- Theatrical release poster
- Directed by: Karthik G. Krish
- Written by: Shrinivas Kaviinayam Karthik G. Krish
- Produced by: Sudhan Sundaram; G. Jayaram;
- Starring: Siddharth; Divyansha Kaushik; Yogi Babu;
- Cinematography: Vanchinathan Murugesan
- Edited by: G. A. Gowtham
- Music by: Nivas K. Prasanna
- Production company: Passion Studios
- Release date: 9 June 2023;
- Country: India
- Language: Tamil

= Takkar (2023 film) =

2023 Indian romantic action comedy film

Takkar (released internationally as The Bang) is a 2023 Indian Tamil-language romantic action comedy film written and directed by Karthik G. Krish and produced by Passion Studios. The film stars Siddharth, Divyansha Kaushik and Yogi Babu in the lead roles, alongside Abhimanyu Singh, Munishkanth and RJ Vigneshkanth in supporting roles.

Takkar was released on 9 June 2023 to negative reviews from critics and became a box-office bomb.

== Plot ==

Gunasekaran alias "Gunz" is a happy-go-lucky youngster who has the desire to become a millionaire, where he gets entangled with a rich girl named Lucky, who believes that money is the root cause of distress. While on a road trip, Guns and Lucky get stuck in a web of human trafficking and unexpected twists which alter their lives.

== Production ==
The film was directed in 2019 by Karthik G. Krish, who earlier directed Kappal, and the unreleased Shaitan Ka Bachcha (also featuring Siddharth), and produced by Sudhan Sundaram and G. Jayaram under the banner of Passion Studios. The cinematography of the film was done by Vanchinathan Murugesan, and the editing of the film was done by GA Gowtham.

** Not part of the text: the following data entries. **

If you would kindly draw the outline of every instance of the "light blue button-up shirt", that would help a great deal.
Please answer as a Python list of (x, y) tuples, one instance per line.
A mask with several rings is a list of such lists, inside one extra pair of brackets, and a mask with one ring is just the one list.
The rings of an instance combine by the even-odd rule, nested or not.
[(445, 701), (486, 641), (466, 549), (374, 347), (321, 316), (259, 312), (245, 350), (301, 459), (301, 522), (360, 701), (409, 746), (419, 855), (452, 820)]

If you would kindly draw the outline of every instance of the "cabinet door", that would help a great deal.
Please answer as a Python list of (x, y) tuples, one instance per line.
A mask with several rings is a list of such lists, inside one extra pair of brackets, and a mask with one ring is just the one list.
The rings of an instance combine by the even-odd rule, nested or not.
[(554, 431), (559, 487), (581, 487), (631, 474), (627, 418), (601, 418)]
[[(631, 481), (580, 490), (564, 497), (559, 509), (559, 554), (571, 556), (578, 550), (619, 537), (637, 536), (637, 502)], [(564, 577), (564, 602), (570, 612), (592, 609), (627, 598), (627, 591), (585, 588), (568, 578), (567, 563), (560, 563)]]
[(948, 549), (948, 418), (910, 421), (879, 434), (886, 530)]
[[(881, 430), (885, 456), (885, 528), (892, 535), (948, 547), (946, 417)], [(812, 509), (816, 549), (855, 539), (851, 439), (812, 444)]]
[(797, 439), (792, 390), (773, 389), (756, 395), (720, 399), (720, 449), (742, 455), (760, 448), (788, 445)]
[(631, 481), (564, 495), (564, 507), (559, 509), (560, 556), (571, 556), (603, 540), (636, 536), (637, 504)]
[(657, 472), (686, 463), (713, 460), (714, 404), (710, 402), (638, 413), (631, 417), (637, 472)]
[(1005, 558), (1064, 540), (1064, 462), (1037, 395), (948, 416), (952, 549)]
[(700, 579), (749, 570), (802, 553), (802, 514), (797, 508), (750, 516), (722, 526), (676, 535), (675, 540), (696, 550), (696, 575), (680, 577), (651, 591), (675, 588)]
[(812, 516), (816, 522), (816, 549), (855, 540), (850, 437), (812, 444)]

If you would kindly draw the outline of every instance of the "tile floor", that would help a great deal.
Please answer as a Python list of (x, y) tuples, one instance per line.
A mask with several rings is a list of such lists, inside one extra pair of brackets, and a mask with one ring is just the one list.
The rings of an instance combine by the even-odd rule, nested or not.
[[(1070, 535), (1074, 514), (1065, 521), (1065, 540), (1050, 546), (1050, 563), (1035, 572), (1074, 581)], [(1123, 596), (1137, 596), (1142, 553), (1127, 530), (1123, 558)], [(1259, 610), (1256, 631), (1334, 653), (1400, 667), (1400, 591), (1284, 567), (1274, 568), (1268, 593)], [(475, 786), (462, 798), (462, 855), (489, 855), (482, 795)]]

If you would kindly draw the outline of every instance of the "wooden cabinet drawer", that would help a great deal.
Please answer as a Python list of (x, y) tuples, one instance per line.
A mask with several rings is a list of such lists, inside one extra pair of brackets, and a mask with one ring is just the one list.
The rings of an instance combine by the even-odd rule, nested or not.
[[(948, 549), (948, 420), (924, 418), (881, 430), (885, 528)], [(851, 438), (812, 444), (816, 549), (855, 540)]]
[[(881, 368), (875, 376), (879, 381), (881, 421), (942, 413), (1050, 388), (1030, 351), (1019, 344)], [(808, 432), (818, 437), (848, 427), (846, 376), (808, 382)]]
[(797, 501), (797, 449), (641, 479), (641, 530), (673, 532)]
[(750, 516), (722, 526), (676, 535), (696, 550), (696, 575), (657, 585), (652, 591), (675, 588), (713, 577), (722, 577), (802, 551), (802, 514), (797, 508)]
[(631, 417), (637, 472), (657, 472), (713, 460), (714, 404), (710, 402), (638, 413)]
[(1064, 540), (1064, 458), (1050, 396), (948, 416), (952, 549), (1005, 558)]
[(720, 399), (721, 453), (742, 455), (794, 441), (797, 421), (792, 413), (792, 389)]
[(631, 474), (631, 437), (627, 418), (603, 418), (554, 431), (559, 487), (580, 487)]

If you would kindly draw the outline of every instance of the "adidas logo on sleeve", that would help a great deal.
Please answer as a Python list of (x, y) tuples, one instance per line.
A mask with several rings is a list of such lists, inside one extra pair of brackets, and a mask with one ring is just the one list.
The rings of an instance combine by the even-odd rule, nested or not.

The film was shot in Chennai and Sikkim.

== Music ==

The music for the film was composed by Nivas K. Prasanna. The first single, "Rainbow Thiralil" was released on 21 January 2020. The second single "Maragadha Maalai" was released on 31 January 2020. The third single, "Nira", was released on 27 February 2020. It is the first released song of singer Malvi Sundaresan.

Track listing
| No. | Title | Lyrics | Singer(s) | Length |
|---|---|---|---|---|
| 1. | "Rainbow Thiralil" | Arivarasan | Silambarasan, Andrea Jeremiah | 4:20 |
| 2. | "Maragatha Maalai" | Uma Devi | Pradeep Kumar, Vijay Yesudas, Chinmayi | 5:45 |
| 3. | "Nira" | Ku Karthik | Sid Sriram, Gautham Vasudev Menon, Malvi Sundaresan | 5:04 |
| 4. | "Goiyyaale" | Ku Karthik | Andrea Jeremiah | 3:31 |
| 5. | "Saagiren" | Ku Karthik | Abhay Jodhpurkar, Shweta Mohan | 4:26 |
| 6. | "Takkar Theme" | — | — | 0:55 |
| 7. | "Nira – Reprise Version" | Ku Karthik | Siddharth, Ku Karthik, Nivas K. Prasanna | 4:53 |
| Total length: |  |  |  | 28:54 |

== Release ==
The film crew had earlier announced that the film would release on 17 April 2020, but it was postponed due to the COVID-19 pandemic. It was released on 9 June 2023.

=== Home media ===
The film began streaming on Netflix from 7 July 2023.

=== Reception ===
Logesh Balachandran of The Times of India gave the film 2.5 out of 5 stars and wrote, "The genre shifts from action to romcom and romcom to action every ten minutes. The transition is not organic, and the sequences are bit forced." Janani K of India Today gave 1.5 out of 5 stars and wrote "Takkar is a film that should have come out in the 2000s. Director Karthik G Krish’s story is so redundant that you could guess every single plot twist miles ahead of its arrival."

Kirubhakar Purushothaman of The Indian Express rated 1 out of 5 stars and wrote, "After a lot of contrivances and bad writing, we find the hero and heroine eloping in a car with gangsters on their tails". A critic from Maalai Malar gave 2.75 out of 5 stars and wrote that Karthik G. Krish has moved the film by focusing on what kind of things money does in life. The critic said cast of the film is strong, but a bit more attention could have been paid to the screenplay, and there seems to be a slight sag in some places. Dinamalar gave 2.25 out of 5 stars and criticised the film.